Y era así porque para aquella época la banda ancha de Internet no estaba enteramente masificada en nuestro país, entonces no quedaba otra que recurrir a todo lo que era enchufar el cablecito del teléfono directamente al computador (y al hacerlo sonaba así), lo que traía como consecuencia que la línea dejaba de funcionar. Desde ese momento, el teléfono marcaba ocupado: lástima por las tías y abuelitas que llamaban a la casa justo a esa hora.

El tiempo de uso de Internet era limitado, caro, y con un alto control de las mamás y papás (que además nos advertían sobre los nuevos riesgos de esta incipiente sociedad tecnológica de la información: “Hijo, ten cuidado con los degenerados que andan dando vuelta por el computador. No andes dando tus datos ni los de nuestra casa. Uno nunca sabe lo que pueda llegar a pasar”). Para qué decir las batallas a muerte contra esos hermanos o hermanas, menores o mayores, por conseguir el derecho de uso y goce del computador de la casa; que terminaba en golpes o improperios del más alto calibre, con sanciones como quitar el saludo o el habla, y con la mamá o papá sentenciando salomónicamente lo peor para ambos “Ya, se apaga esta hueá. A dormir los dos”.

Por eso es que en todo este hostil contexto conectarse a Messenger era una verdadera hazaña, que no se debía desaprovechar así como así.

La conversación de chat en Messenger era honesta, pura, simple. Se intentaba imitar las lógicas con las que nos comunicábamos en la vida real. Partíamos con un “Hola”, seguido del “Cómo Estai?”, para luego dar paso al vilipendiado “Qué Contai?” (Las tres expresiones anteriores con notables diferencias morfológicas dependiendo de la persona, como por ejemplo: holas, ola, oli, wena, wenas, etc.), que después de cierto tiempo se convirtió en un ritual, sobre todo con los nuevos contactos. Pero pese a ser un rito, muchas veces enfrentando la desolación de la no respuesta en alguno de esos tres niveles, existía una magia que hasta ahora ninguna de las recientes tecnologías ha podido igualar: el vértigo que se sentía al ver que la otra estaba escribiendo, la adrenalina que generaba el momento en que aparecía la ventana que avisaba que la persona que estabas esperando se conectaba, los nicks o subnicks con frases de canciones o poemas (mala jugada) indirectas para otra persona, entre otras cosas.

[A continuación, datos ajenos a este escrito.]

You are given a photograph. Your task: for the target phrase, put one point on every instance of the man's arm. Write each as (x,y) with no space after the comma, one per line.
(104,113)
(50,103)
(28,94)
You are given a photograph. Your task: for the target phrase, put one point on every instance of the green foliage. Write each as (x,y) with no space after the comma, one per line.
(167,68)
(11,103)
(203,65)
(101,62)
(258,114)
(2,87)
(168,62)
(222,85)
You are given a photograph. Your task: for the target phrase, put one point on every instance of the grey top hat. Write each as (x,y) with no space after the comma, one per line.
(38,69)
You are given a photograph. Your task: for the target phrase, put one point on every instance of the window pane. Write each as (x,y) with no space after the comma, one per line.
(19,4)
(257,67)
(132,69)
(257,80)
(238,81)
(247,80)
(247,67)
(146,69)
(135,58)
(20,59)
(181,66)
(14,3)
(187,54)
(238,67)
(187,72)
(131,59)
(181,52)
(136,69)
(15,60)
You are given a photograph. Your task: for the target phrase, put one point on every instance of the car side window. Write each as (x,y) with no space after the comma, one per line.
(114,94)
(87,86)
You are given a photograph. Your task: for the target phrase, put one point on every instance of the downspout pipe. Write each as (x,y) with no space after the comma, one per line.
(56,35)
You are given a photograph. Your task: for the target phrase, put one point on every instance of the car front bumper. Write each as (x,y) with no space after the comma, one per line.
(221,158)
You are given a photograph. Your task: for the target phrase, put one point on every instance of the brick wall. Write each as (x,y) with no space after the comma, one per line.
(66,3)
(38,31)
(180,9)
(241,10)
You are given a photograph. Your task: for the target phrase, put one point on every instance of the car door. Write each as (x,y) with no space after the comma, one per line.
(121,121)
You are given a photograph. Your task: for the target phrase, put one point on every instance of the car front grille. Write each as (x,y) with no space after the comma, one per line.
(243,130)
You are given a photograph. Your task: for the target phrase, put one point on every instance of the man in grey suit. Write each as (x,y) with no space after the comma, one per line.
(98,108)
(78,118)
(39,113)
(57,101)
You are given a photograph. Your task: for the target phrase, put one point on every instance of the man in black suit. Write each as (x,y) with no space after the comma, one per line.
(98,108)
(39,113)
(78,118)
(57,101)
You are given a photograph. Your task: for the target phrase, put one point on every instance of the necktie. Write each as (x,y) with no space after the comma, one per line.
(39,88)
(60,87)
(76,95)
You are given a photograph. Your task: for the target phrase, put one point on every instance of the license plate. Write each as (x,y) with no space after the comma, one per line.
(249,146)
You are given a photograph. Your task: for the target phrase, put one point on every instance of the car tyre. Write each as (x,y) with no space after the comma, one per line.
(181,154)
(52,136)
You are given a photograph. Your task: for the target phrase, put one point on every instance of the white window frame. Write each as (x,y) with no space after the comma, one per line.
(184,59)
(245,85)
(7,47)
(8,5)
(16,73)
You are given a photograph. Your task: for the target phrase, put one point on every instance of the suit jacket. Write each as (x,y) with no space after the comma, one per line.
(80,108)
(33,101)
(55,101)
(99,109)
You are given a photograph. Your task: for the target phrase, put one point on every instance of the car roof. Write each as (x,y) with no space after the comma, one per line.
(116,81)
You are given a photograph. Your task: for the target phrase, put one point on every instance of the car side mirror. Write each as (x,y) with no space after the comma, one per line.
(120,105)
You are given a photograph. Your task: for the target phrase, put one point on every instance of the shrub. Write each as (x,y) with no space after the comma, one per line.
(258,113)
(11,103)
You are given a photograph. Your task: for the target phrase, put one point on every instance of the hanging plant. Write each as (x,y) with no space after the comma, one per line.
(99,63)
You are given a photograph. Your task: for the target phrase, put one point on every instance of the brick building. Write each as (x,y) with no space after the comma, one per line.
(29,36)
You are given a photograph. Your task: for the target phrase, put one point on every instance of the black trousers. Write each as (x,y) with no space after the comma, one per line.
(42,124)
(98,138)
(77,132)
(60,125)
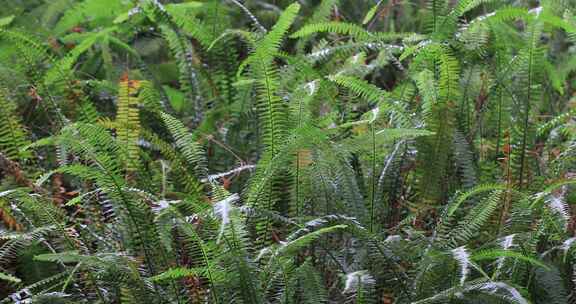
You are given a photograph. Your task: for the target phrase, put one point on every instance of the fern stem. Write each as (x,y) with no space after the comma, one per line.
(373,179)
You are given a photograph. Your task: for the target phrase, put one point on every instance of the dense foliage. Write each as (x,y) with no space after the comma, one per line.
(333,151)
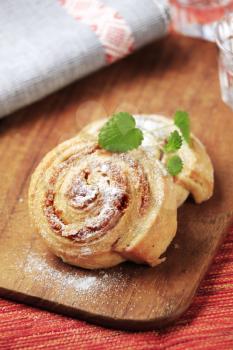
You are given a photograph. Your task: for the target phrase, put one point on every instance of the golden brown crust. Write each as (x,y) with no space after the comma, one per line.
(83,200)
(96,209)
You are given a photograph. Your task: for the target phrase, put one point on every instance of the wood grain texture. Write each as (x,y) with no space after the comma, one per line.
(174,73)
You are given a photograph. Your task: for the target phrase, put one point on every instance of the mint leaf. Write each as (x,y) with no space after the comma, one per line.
(119,133)
(174,165)
(174,142)
(181,120)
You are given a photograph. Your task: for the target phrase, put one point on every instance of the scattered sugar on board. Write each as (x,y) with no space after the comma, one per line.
(64,277)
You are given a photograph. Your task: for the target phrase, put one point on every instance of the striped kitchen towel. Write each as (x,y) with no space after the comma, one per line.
(45,45)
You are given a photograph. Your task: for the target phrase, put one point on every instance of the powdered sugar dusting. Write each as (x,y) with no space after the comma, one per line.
(47,268)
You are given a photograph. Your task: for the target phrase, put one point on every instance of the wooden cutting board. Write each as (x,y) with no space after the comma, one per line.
(176,73)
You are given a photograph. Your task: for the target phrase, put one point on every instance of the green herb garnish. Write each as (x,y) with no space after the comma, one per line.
(119,134)
(181,120)
(173,143)
(174,165)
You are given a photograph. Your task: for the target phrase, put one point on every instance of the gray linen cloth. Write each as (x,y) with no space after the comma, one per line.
(47,44)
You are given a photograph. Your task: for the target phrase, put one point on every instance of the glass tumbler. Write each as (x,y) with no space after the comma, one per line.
(224,39)
(198,18)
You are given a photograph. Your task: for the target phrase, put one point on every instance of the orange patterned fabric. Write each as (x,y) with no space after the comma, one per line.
(208,324)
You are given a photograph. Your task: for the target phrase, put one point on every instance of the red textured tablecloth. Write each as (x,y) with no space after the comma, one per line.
(208,324)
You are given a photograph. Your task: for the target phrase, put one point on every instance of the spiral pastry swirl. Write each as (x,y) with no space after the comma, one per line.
(96,209)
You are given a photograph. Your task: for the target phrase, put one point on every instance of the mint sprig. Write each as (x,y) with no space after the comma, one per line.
(182,121)
(119,133)
(174,165)
(173,143)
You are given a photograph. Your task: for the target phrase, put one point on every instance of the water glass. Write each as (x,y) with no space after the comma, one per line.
(224,39)
(198,18)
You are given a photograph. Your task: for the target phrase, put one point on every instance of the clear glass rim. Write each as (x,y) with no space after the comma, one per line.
(218,39)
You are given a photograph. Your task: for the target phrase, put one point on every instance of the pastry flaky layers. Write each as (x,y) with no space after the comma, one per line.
(96,209)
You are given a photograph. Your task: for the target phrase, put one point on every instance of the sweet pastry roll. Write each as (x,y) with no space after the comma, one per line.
(197,174)
(95,209)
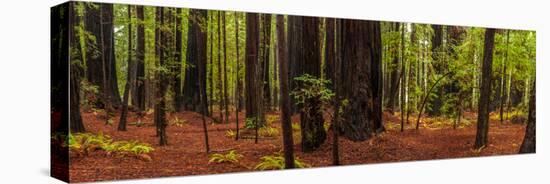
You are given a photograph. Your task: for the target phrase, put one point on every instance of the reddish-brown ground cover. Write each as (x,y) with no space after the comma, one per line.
(185,153)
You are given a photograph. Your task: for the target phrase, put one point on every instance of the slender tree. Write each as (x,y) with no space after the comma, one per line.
(485,91)
(265,45)
(129,78)
(225,82)
(160,102)
(288,143)
(195,38)
(529,142)
(139,94)
(237,89)
(254,110)
(178,96)
(76,72)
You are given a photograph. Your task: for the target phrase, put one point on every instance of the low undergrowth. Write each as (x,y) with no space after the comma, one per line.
(85,143)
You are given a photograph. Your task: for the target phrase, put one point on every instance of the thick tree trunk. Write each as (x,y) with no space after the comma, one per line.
(178,96)
(76,72)
(219,76)
(195,38)
(395,76)
(529,142)
(254,94)
(295,53)
(102,49)
(129,78)
(361,78)
(329,51)
(286,124)
(225,81)
(485,91)
(160,103)
(264,53)
(311,121)
(109,53)
(139,94)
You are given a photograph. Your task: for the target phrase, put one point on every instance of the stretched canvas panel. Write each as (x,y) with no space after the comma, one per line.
(143,91)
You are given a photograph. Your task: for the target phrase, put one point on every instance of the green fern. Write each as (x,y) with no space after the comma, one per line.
(230,133)
(268,131)
(232,157)
(277,162)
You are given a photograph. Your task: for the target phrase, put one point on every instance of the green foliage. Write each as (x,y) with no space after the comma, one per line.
(138,123)
(178,122)
(311,88)
(268,131)
(89,94)
(87,142)
(232,157)
(230,133)
(250,123)
(277,162)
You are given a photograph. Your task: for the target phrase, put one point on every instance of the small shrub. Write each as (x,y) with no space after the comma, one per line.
(230,133)
(250,123)
(232,157)
(138,123)
(277,162)
(83,143)
(178,122)
(295,126)
(271,118)
(268,131)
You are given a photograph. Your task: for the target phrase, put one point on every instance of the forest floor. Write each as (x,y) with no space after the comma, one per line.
(185,152)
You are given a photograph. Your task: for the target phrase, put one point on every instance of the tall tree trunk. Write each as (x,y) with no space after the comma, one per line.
(361,78)
(225,82)
(286,124)
(160,103)
(220,82)
(295,54)
(437,55)
(201,50)
(129,78)
(503,78)
(109,53)
(191,96)
(529,142)
(395,76)
(264,53)
(254,94)
(106,94)
(311,121)
(211,61)
(329,51)
(403,76)
(337,64)
(485,91)
(237,80)
(178,96)
(76,71)
(139,97)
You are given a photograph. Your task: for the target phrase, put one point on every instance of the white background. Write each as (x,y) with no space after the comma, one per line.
(24,90)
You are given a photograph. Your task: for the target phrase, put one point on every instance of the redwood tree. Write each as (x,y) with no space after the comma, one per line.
(360,81)
(529,142)
(195,37)
(485,90)
(254,104)
(286,124)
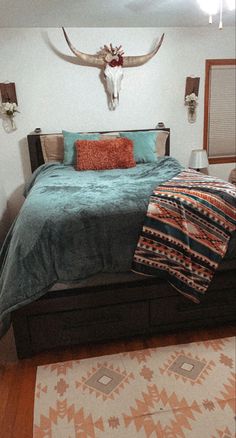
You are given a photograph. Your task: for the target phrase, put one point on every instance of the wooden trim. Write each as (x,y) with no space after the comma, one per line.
(35,149)
(209,63)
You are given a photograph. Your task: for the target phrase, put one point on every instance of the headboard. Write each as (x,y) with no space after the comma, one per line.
(35,148)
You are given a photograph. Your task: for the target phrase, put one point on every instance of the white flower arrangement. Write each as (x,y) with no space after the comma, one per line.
(9,108)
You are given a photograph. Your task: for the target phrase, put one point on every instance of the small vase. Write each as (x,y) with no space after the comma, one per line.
(9,124)
(192,115)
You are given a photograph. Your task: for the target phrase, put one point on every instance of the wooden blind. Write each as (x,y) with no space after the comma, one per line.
(222,106)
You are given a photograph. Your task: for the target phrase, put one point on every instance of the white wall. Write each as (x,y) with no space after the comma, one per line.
(55,93)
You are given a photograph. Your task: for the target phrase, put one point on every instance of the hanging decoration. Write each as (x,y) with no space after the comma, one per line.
(213,7)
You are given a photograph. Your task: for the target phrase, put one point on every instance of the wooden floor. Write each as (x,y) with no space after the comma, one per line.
(17,378)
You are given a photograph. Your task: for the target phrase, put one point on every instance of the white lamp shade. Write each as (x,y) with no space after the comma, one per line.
(198,159)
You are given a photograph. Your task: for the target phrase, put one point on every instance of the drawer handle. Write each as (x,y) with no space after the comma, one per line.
(69,325)
(185,307)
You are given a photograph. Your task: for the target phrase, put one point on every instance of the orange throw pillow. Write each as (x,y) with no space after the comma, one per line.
(104,154)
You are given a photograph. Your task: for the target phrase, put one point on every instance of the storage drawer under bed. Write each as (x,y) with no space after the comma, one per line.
(181,310)
(50,330)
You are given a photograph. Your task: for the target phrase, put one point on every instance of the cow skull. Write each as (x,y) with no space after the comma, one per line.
(111,59)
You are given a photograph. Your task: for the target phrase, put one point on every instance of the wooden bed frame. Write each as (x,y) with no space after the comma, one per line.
(143,306)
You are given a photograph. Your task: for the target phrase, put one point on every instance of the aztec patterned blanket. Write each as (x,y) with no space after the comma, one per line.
(185,235)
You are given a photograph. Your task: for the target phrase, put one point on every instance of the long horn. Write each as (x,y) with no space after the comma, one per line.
(135,61)
(92,60)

Está bien, aplicaciones como Whatsapp (o ahora el cada vez más utilizado Telegram) nos mantiene comunicados al instante, nos permite mandar fotos, audios y videos y enterarnos de todo lo que pasa a nuestro alrededor en tiempo real. Nos volvimos adictos al minuto a minuto. Pero lo cierto es que con ese fenómeno han caído en un triste desuso los clásicos “Hola”, los siempre eficientes “Cómo Estay”, y los –no siempre perfectos pero necesarios- enganches “Qué Contai”. Ahora nuestras conversaciones son algo infinito. Se está en línea en una conversación todo el día, todos los días. No nos saludamos, ni preguntamos (o muy escasamente lo hacemos) cómo estamos, menos sabemos qué contamos. Simplemente compartimos lo que la contingencia obliga a compartir. Ya no se espera un momento determinado para relatar las aventuras y miserias que uno tuvo que enfrentar durante el día, ahora todo se maneja en la inmediatez del momento. Ya no hay vértigo ni adrenalina, no hay nada.

De seguir así las cosas, el futuro que podemos vislumbrar es trágico: va a llegar un momento en el que de tanto whatssapear, no nos va a quedar nada que conversar.